Sam Altman è stato licenziato e poi reintegrato alla guida di OpenAI. Abbiamo usato spiegazioni razionali per interpretare il clamoroso psicodramma della Silicon Valley, ma le ragioni vanno ricercate nella dimensione dell’emozione, dell’ego, delle invidie e delle ripicche. Il futuro dell’umanità è alla mercé di dinamiche che ricordano i litigi delle scuole elementari
Dopo giorni di tempesta su OpenAI il giornalista di Bloomberg Ahslee Vance, il primo ad avere scritto del clamoroso ritorno di Sam Altman alla guida dell’azienda diventata famosa per ChatGpt, ha fatto su X la sintesi perfetta degli eventi: «Sono sicuro al 99 per cento che non c’è altra ragione per quello che sta succedendo se non il fatto che a loro non piaceva il “vibe” di Sam».
Vance ha riportato il dramma più incredibile della Silicon Valley, legato a un tema decisivo per il futuro dell’umanità – l’intelligenza artificiale – nel perimetro delle cose umane, troppo umane. Era tutta una questione di “vibe”: vibrazioni, umori, emozioni.

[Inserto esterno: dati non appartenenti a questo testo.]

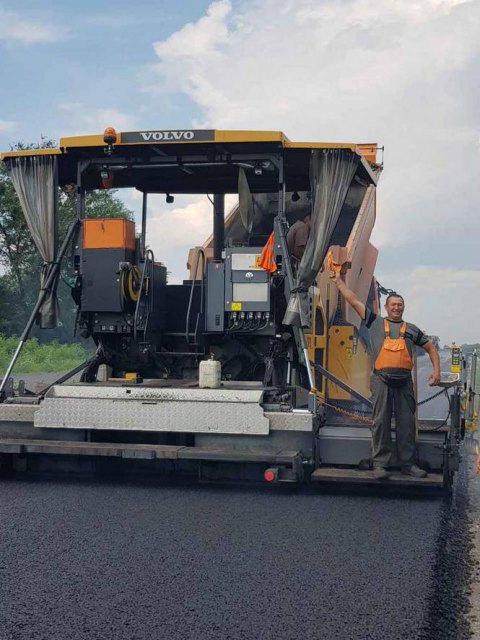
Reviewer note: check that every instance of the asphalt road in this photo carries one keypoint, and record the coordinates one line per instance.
(116, 560)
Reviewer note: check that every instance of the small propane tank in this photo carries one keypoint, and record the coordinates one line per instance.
(210, 373)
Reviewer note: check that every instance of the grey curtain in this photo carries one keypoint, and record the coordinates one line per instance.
(245, 201)
(331, 172)
(34, 179)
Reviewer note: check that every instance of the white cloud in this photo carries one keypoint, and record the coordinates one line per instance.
(400, 72)
(442, 301)
(85, 119)
(173, 229)
(16, 28)
(356, 70)
(6, 125)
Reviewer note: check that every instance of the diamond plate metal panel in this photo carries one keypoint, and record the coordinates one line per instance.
(178, 410)
(132, 392)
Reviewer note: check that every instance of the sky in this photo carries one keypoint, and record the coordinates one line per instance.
(403, 73)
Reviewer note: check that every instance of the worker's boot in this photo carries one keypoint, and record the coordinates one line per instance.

Ricapitoliamo i fatti. Lo scorso fine settimana Altman, amministratore delegato di OpenAI, è stato licenziato in tronco dal board, che ha motivato la decisione con la sua mancanza di trasparenza, senza aggiungere ulteriori dettagli.
Al suo posto è stato nominato un altro amministratore delegato. Intanto Microsoft, investitore e partner di minoranza di OpenAI, ha annunciato di avere assunto Altman per guidare una nuovo ramo d’azienda dedicato all’intelligenza artificiale. Le cose però non erano affatto risolte.
Il team dei dirigenti di OpenAI si è ribellato alla decisione di cacciare Altman: ha chiesto invano spiegazioni sulle reali ragioni del licenziamento e non ha avuto prove della presunte scorrettezze che il 38enne avrebbe commesso. 650 dipendenti (su 700) hanno minacciato le dimissioni e chiesto il reintegro di Altman e altri membri del suo gruppo di lavoro
Il colpo di scena finale è stato, appunto, il reintegro di Altman e dei suoi collaboratori più stretti, sostenuti da un board quasi interamente rinnovato nel quale spicca il nome di Larry Summers, ex segretario del Tesoro.
Mentre andava in onda il colossale psicodramma della Silicon Valley, tutti gli osservatori sono andati alla caccia di spiegazioni razionali. Si è detto che si stava consumando lo scontro fra tecno-ottimisti e apocalittici della Ia, che la vicenda era l’espressione di un conflitto fra le ragioni del profitto e l’etica dei primordi della comunità tecnologica, sono state evocate profonde divergenze filosofiche e tensioni fra stili manageriali incompatibili.
Sono tutti elementi presenti sullo sfondo della discussione. Ma con il passare dei giorni è stato sempre più chiaro che la spiegazione emotiva di Vance coglieva il bersaglio più delle altre ipotesi dominate dalla logica.
Il senso della repentina cacciata e dell’incredibile reintegrazione di Altman va ricercato nella dimensione del capriccio, dell’ego, delle invidie e delle ripicche, si inserisce in una dinamica che ricorda i litigi delle scuole elementari più che le operazioni professionali di una multinazionale.
Mano a mano che emergono nuovi dettagli della vicenda si scoprono sentimenti feriti, accuse personali, prese di posizione offensive, rancori diffusi. Una questione di emozioni che vanno e vengono.
Oggi il Ceo emana vibrazioni negative e viene licenziato, domani le vibrazioni diventano positive e viene rimesso al suo posto. Dopodomani chissà. È certamente interessante sapere che la madre di tutti problemi tecnologici che riguardano il futuro della specie umana dipende dalle bizze di miliardari capricciosi che non sono in grado di gestire i “vibe”.